Stallman, an outspoken advocate for online freedom, has provoked controversy in the past for his opinions. He has written previously that he did not think there was anything wrong with sex between an adult and a child. In September, he wrote that in recent years, he had learned that sex could cause psychological damage to a child.
But debate flared following revelations at MIT that senior officials knew of gifts from Epstein, who pleaded guilty in 2008 to two felony offenses, including procuring a person under 18 for prostitution. He was arrested in July on new federal charges of sexually abusing dozens of girls in the early 2000s. In August, he was found dead while in federal custody.
At MIT, a colleague sent to the computer lab’s group email an invitation to a protest. Stallman responded with a complaint that the announcement did an injustice to his former MIT colleague, Marvin Minsky, a pioneer of artificial intelligence, who died in 2016. The protest announcement said Minsky was “accused of assaulting one of Epstein’s victims.”

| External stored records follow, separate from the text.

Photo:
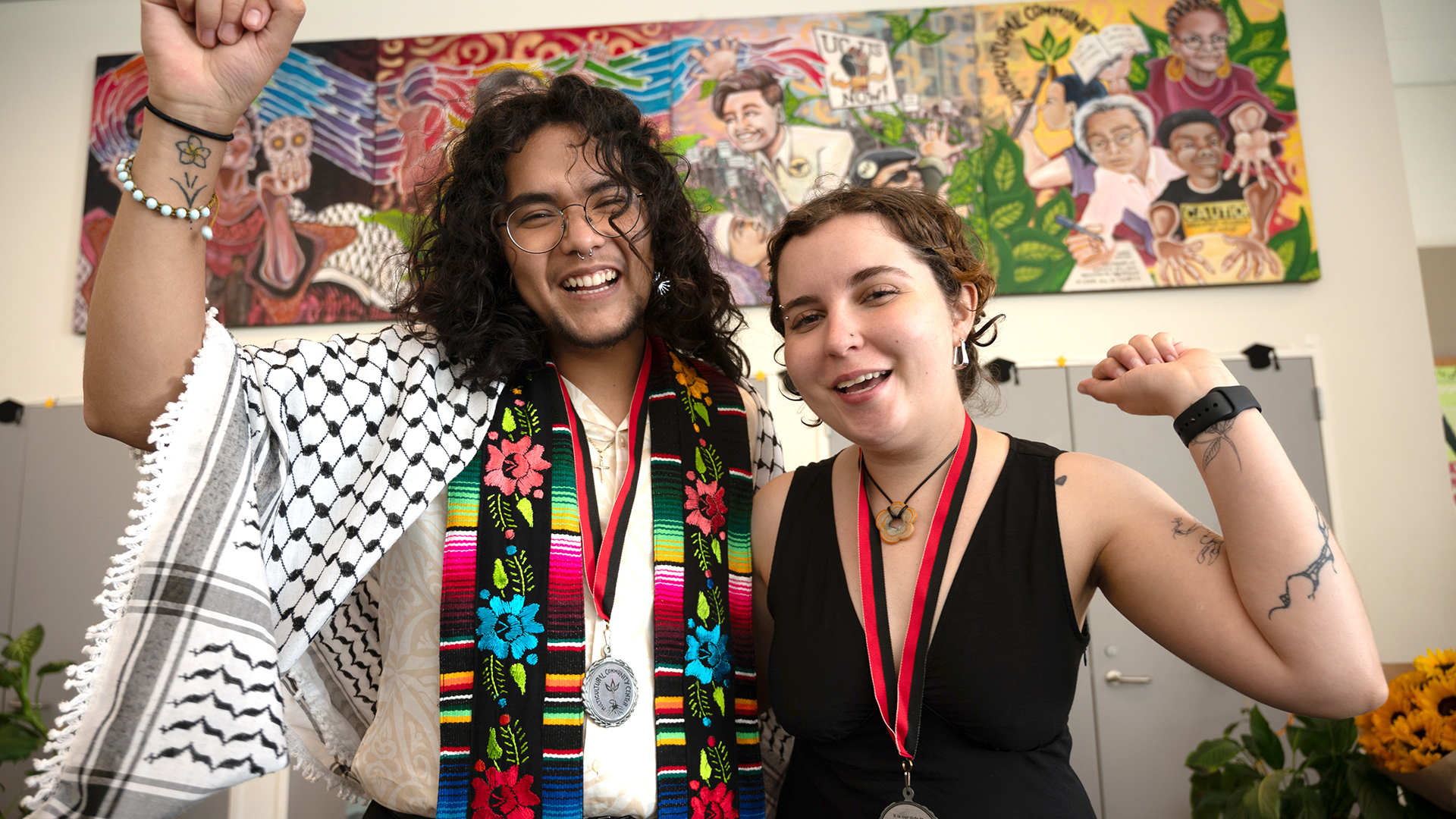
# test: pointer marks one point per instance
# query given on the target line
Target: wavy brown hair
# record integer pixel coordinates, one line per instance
(929, 229)
(462, 293)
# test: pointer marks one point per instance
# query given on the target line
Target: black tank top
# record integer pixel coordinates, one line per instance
(1001, 672)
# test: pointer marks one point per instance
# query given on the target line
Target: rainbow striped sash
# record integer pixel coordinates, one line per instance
(511, 627)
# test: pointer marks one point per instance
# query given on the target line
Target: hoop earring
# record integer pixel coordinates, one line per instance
(960, 356)
(1174, 69)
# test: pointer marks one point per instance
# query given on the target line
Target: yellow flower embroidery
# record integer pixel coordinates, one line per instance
(688, 376)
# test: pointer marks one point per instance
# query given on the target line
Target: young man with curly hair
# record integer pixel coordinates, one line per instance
(492, 561)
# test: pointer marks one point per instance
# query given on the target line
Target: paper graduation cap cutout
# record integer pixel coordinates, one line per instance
(1260, 356)
(1002, 371)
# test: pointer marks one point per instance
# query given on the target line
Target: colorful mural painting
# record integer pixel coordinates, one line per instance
(1090, 145)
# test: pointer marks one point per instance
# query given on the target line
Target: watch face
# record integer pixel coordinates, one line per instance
(609, 692)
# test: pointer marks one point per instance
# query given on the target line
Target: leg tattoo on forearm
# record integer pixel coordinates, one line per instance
(1207, 538)
(1213, 441)
(1327, 557)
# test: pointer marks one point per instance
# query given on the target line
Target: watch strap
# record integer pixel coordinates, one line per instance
(1220, 404)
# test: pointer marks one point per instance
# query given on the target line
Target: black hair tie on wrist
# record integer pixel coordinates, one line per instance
(184, 126)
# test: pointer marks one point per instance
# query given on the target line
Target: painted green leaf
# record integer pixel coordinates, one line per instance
(1292, 248)
(1037, 251)
(927, 37)
(963, 184)
(899, 28)
(1266, 66)
(25, 646)
(683, 142)
(1027, 273)
(1238, 25)
(1283, 96)
(1046, 218)
(1008, 216)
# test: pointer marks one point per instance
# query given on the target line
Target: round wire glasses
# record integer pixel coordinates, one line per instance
(538, 228)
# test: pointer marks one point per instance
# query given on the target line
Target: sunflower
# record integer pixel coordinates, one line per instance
(1436, 662)
(1421, 733)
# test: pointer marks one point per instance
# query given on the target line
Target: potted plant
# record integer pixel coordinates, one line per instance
(22, 729)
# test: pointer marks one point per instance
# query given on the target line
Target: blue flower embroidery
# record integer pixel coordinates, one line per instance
(708, 654)
(509, 627)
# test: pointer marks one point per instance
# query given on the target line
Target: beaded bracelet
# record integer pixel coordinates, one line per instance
(190, 215)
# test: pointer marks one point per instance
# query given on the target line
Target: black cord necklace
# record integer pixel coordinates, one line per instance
(896, 522)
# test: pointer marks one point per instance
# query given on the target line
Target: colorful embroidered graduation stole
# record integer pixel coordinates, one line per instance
(511, 627)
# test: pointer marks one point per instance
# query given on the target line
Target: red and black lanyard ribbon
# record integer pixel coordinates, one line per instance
(601, 548)
(902, 714)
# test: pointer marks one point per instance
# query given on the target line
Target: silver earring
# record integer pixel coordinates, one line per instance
(960, 356)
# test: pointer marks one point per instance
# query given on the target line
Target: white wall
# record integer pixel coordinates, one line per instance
(1365, 321)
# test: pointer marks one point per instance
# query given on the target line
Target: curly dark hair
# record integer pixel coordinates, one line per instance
(462, 295)
(929, 229)
(1183, 8)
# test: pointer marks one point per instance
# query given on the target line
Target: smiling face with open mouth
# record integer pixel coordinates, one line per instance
(867, 331)
(590, 290)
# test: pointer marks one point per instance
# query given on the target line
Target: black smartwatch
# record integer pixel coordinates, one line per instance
(1220, 404)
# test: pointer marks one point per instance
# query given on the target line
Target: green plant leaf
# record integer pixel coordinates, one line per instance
(1212, 754)
(1269, 745)
(18, 741)
(927, 37)
(55, 668)
(25, 646)
(899, 28)
(1267, 795)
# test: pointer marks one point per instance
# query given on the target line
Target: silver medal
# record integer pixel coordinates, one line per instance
(609, 692)
(908, 809)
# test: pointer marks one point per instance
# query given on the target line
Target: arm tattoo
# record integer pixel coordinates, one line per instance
(1213, 441)
(193, 152)
(190, 190)
(1327, 557)
(1210, 542)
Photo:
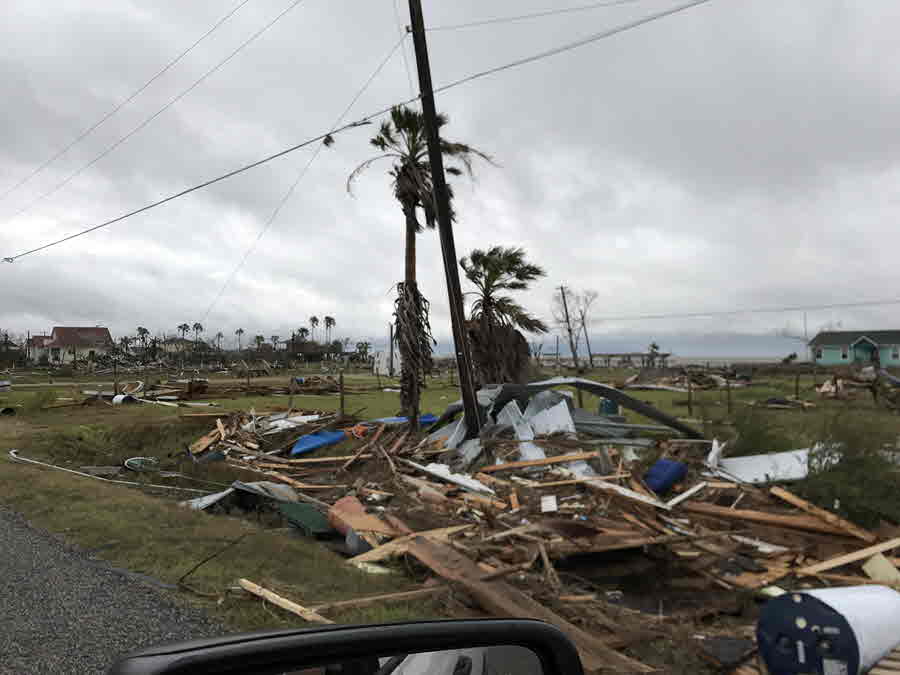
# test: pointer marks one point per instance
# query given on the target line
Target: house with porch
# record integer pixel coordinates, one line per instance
(856, 347)
(67, 344)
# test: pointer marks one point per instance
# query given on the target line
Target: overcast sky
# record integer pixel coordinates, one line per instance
(735, 155)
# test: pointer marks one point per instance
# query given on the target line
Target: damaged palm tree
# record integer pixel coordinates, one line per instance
(402, 140)
(414, 337)
(499, 351)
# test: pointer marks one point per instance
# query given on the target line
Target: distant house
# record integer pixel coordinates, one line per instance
(70, 343)
(177, 345)
(36, 346)
(865, 347)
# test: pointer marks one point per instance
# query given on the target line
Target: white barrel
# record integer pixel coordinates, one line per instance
(833, 631)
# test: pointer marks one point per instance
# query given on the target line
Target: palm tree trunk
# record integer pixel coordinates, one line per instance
(411, 228)
(409, 375)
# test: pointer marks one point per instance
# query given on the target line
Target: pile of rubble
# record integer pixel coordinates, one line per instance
(613, 531)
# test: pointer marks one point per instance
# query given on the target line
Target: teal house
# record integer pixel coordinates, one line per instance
(856, 347)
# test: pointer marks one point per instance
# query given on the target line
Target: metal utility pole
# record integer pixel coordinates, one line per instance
(562, 295)
(445, 226)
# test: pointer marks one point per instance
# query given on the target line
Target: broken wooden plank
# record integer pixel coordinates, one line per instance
(501, 599)
(385, 598)
(628, 494)
(675, 501)
(579, 481)
(297, 484)
(880, 569)
(204, 442)
(861, 554)
(827, 516)
(547, 461)
(399, 546)
(301, 611)
(779, 520)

Stallman wrote, “The injustice is in the word ‘assaulting’. The term ‘sexual assault’ is so vague and slippery that it facilitates accusation inflation: taking claims that someone did X and leading people to think of it as Y, which is much worse than X.” Stallman wrote that if Minsky and the girl did have sex, the word “assaulting” presumes force or violence was used to coerce it.
“We can imagine many scenarios, but the most plausible scenario is that she presented herself to him as entirely willing,” Stallman wrote. “Assuming she was being coerced by Epstein, he would have had every reason to tell her to conceal that from most of his associates.” He wrote that it was best to use precise language to ensure an accusation would not be inflated.

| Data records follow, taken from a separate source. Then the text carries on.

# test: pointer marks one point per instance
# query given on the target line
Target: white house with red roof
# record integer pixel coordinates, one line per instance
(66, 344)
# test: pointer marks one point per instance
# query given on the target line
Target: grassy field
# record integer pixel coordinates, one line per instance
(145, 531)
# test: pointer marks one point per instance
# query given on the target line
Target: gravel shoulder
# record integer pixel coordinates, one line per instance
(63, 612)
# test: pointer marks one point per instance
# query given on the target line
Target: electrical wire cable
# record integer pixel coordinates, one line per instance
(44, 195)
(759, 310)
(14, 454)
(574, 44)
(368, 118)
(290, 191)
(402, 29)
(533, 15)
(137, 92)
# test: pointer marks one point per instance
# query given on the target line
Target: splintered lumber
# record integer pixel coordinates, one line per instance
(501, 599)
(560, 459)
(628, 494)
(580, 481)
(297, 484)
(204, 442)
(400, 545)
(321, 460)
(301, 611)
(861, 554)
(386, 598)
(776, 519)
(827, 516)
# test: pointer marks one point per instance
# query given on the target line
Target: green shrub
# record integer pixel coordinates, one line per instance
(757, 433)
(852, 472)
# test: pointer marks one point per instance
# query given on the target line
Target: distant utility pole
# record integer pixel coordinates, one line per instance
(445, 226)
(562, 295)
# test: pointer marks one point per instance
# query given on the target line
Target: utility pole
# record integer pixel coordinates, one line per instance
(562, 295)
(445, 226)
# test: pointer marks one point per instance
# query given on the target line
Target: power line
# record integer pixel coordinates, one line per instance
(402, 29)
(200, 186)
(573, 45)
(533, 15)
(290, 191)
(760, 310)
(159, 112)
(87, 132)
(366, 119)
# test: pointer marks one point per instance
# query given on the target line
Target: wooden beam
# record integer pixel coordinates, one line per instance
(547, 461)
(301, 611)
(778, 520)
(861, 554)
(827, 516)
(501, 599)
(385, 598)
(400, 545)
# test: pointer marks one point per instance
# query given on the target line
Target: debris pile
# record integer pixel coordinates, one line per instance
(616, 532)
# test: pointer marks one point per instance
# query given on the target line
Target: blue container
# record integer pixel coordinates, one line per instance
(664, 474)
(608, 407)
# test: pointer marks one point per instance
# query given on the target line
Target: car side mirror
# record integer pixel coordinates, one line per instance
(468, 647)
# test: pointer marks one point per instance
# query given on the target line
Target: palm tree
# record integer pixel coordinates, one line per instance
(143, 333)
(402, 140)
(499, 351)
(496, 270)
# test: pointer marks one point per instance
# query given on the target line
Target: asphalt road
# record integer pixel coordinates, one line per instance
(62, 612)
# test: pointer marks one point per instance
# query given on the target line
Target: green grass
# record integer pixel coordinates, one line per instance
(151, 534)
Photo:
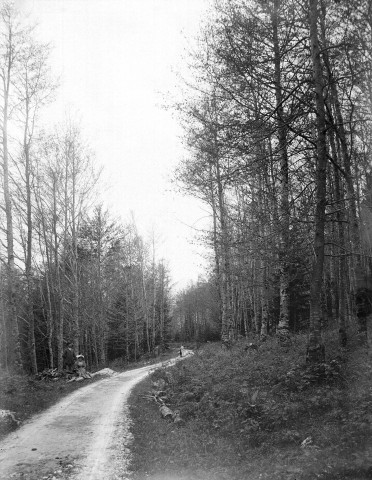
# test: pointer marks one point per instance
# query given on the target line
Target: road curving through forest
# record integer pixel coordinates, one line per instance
(85, 436)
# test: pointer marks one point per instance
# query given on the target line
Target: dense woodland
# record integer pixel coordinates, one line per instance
(69, 272)
(277, 121)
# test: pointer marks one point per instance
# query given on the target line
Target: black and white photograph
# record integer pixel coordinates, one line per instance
(185, 239)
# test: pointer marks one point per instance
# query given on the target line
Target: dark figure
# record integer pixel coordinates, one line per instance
(69, 358)
(363, 303)
(343, 337)
(81, 367)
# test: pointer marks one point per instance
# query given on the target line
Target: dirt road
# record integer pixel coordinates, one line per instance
(84, 437)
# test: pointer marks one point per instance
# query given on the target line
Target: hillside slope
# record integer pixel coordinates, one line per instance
(258, 414)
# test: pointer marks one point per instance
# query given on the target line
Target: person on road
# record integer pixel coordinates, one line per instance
(69, 358)
(81, 367)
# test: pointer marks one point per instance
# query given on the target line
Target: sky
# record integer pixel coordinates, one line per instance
(115, 60)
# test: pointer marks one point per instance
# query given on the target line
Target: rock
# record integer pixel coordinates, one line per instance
(307, 442)
(166, 411)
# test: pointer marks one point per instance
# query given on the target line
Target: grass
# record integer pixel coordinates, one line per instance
(246, 413)
(26, 396)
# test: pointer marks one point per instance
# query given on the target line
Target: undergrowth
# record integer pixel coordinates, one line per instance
(243, 408)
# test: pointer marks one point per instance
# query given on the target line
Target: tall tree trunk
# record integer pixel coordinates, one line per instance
(283, 326)
(12, 309)
(315, 349)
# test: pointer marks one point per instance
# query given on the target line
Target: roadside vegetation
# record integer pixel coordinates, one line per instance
(258, 414)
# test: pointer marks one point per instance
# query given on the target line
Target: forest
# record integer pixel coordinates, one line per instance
(276, 114)
(277, 121)
(69, 271)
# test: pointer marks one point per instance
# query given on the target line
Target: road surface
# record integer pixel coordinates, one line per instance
(84, 437)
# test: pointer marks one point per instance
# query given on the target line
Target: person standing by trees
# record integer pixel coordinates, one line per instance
(69, 358)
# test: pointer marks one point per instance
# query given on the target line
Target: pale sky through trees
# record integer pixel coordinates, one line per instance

When a colleague responded that the girl was 17 at the time and that made the encounter rape in the Virgin Islands, Stallman wrote, “Does it really? I think it is morally absurd to define ‘rape’ in a way that depends on minor details such as which country it was in or whether the victim was 18 years old or 17."
He wrote that they know the girl “was being coerced into sex — by Epstein. She was being harmed. But the details do affect whether, and to what extent, Minsky was responsible for that.”

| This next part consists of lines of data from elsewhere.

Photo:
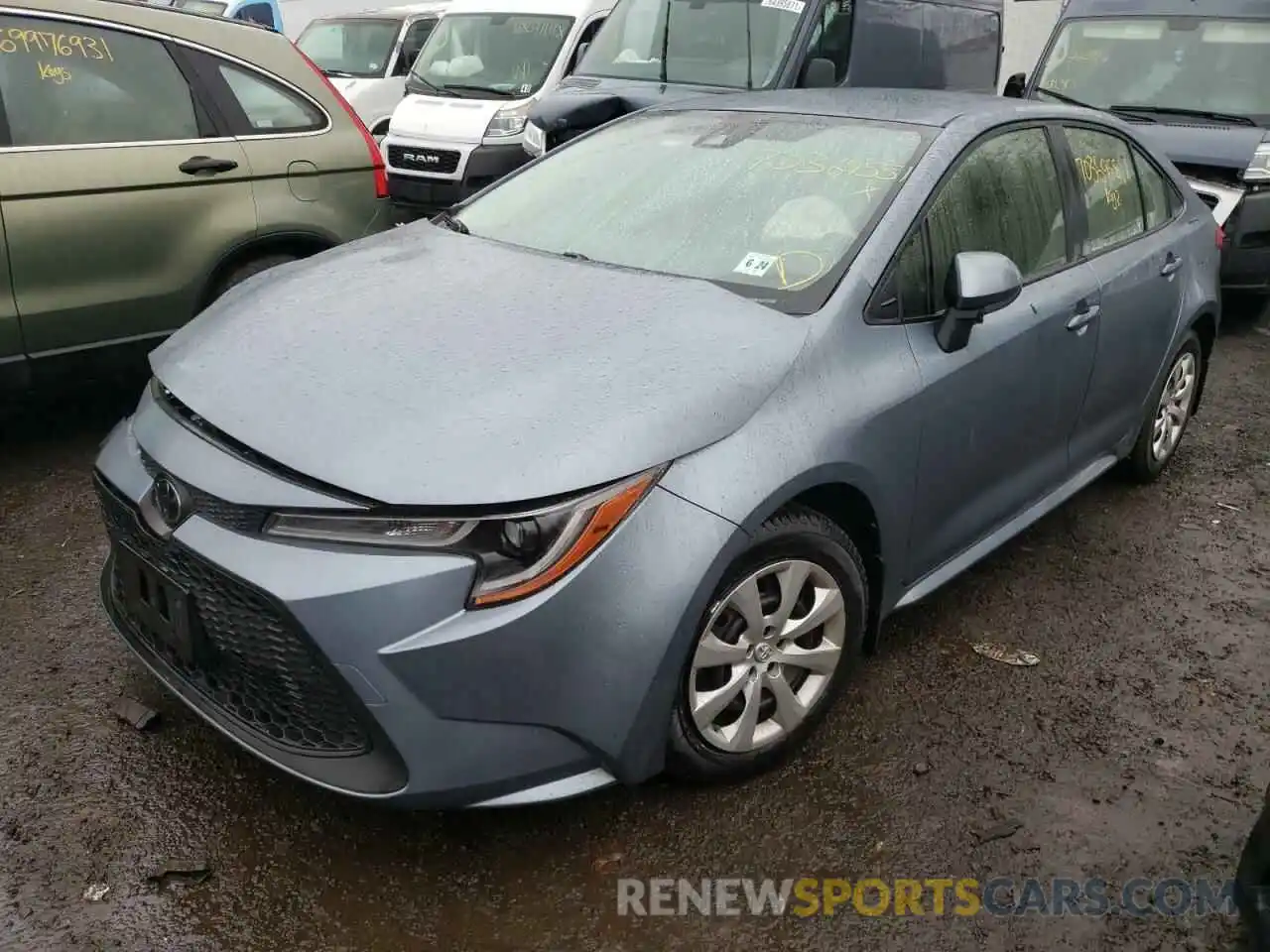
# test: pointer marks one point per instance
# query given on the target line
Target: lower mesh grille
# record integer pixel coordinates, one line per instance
(254, 665)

The exchange prompted a post on Medium by an MIT graduate, Selam Gano, calling on Stallman to be removed from the university. It also resulted in a story in Vice and calls from leaders of two nonprofits for him to resign.
On Saturday, Stallman wrote, “I want to respond to the misleading media coverage of messages I posted about Marvin Minsky’s association with Jeffrey Epstein. The coverage totally mischaracterized my statements.
“Headlines say that I defended Epstein. Nothing could be further from the truth. I’ve called him a ‘serial rapist’, and said he deserved to be imprisoned. But many people now believe I defended him — and other inaccurate claims — and feel a real hurt because of what they believe I said.
“I’m sorry for that hurt,” he wrote. “I wish I could have prevented the misunderstanding.”
Stallman did not immediately respond to messages seeking comment. In a blog post Monday night, he wrote to the MIT community that he was resigning effective immediately. “I am doing this due to pressure on MIT and me over a series of misunderstandings and mischaracterizations,” he wrote.
Daniela Rus, the director of CSAIL, sent an email to the lab announcing the resignation and thanking Stallman for “his technical contributions to the lab, to the free-software movement, and to the wider computer-science community over the decades.” She wrote that leaders at the lab plan to discuss “how we can improve the ways we respectfully work with one another in this community.”